The World Intellectual Property Organization (WIPO) hosted November 26 -27, 2007 a discussion grouping 15 leading economists from around the world on the economics of Intellectual Property (IP). 

The World Intellectual Property Organization (WIPO) hosted November 26 -27, 2007 a discussion grouping 15 leading economists from around the world on the economics of Intellectual Property (IP). The aim of the International Roundtable on the Economics of IP was to review the available economic literature in this field and identify empirical research projects that could be undertaken in developing countries and countries in transition. The economists reviewed relevant empirical evidence, identified gaps in the literature and discussed methodological approaches that could be applied to study the issues in developing countries and countries in transition. 

The basis for discussions were six draft papers on the following themes: Innovation and Appropriability Strategies, IP and International Technology Transfer, IP Rights in the Pharmaceutical Industry, The Economics of Copyright, The Economics of Geographical Indications and IP Rights and Knowledge Transfer from Public Research Organizations and Universities to Industry.

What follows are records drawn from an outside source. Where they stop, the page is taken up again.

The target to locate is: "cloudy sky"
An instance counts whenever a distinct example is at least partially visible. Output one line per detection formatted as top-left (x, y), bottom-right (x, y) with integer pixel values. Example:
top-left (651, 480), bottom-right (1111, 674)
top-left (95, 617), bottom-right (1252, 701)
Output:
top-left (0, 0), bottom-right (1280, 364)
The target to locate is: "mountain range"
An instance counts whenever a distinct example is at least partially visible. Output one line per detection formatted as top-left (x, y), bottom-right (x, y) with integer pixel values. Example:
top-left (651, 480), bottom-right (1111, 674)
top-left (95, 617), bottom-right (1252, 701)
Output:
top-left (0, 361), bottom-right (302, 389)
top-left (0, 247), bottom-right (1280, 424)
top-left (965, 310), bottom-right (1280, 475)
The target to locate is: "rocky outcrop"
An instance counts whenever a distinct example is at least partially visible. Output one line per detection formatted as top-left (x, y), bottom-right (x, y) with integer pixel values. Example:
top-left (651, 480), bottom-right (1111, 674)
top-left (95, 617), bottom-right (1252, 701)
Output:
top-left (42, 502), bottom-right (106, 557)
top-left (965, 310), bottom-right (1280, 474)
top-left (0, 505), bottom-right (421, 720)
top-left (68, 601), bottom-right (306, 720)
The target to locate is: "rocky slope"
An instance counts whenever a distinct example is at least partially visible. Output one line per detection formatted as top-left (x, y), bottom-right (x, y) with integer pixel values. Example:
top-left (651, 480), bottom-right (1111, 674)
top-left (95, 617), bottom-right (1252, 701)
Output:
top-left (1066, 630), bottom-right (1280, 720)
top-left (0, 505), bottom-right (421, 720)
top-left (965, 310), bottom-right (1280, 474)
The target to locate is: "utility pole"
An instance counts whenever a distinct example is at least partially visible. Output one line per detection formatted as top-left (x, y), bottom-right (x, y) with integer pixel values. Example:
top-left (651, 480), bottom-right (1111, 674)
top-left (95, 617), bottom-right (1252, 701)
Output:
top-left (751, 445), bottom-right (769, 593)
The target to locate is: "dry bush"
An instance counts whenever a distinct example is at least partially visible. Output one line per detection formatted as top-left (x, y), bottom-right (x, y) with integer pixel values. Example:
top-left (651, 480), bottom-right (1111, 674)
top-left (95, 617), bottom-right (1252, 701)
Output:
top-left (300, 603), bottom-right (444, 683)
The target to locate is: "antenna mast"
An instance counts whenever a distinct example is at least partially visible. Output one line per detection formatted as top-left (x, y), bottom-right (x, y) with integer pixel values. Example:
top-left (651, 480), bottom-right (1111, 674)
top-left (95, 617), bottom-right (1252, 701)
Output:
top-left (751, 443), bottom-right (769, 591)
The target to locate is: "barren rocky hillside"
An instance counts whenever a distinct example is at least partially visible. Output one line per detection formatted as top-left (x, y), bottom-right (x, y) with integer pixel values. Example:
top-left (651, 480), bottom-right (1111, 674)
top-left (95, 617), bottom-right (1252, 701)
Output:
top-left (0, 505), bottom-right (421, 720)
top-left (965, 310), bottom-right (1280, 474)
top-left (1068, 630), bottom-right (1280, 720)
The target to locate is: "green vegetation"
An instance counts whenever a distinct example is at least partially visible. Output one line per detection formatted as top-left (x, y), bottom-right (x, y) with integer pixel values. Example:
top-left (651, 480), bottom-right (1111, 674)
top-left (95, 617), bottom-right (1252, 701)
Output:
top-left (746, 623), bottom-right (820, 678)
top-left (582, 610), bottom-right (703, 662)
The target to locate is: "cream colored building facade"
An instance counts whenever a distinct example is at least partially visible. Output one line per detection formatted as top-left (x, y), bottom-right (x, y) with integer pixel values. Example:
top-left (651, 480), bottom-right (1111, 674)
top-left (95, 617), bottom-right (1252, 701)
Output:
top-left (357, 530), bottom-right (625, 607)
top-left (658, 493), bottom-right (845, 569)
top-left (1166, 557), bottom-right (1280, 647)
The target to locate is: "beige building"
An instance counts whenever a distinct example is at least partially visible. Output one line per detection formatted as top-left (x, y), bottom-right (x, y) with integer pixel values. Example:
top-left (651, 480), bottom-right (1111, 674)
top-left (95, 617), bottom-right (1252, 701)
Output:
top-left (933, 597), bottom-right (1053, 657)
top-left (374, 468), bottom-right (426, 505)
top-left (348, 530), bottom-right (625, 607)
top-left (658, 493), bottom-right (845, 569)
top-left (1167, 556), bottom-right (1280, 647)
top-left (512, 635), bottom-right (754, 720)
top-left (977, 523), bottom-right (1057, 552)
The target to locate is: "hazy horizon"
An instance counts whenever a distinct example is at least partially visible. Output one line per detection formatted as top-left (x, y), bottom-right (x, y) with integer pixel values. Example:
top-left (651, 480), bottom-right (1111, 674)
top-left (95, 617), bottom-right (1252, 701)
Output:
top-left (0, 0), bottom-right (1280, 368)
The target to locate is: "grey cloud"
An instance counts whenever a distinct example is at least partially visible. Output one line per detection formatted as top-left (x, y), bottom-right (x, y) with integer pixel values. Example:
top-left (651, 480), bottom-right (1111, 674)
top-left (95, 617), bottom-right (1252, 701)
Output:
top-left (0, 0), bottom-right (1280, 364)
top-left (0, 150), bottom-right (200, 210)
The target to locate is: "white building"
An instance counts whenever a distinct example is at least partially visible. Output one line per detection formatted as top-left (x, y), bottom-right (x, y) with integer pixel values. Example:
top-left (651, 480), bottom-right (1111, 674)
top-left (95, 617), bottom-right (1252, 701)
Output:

Discussions focused on the type of empirical research that could be undertaken in developing countries and countries with economies in transition in these areas. Participants generally recognized that there had not been adequate empirical economic research on IP in developing countries and that this could limit the capacity for evidence-based policy-making in this field. It was highlighted that the lack of data and difficulties in understanding the intricacies of the IP system by economists may be some of the reasons why limited research has been undertaken in this area.

Participants acknowledged that empirical research undertaken over recent years in industrialized countries could provide interesting insights on how to study the issues in developing countries, but greater efforts should be made at ensuring that research was adapted to the realities and policy-making needs of developing countries.

On each of the six themes, suggestions were made on the types of research projects that could be undertaken and discussions enabled participating economists to test their ideas with colleagues and jointly explore possible projects. The draft papers prepared for the roundtable will be revised on the basis of discussions and the final papers are expected to be published in the first half of 2008.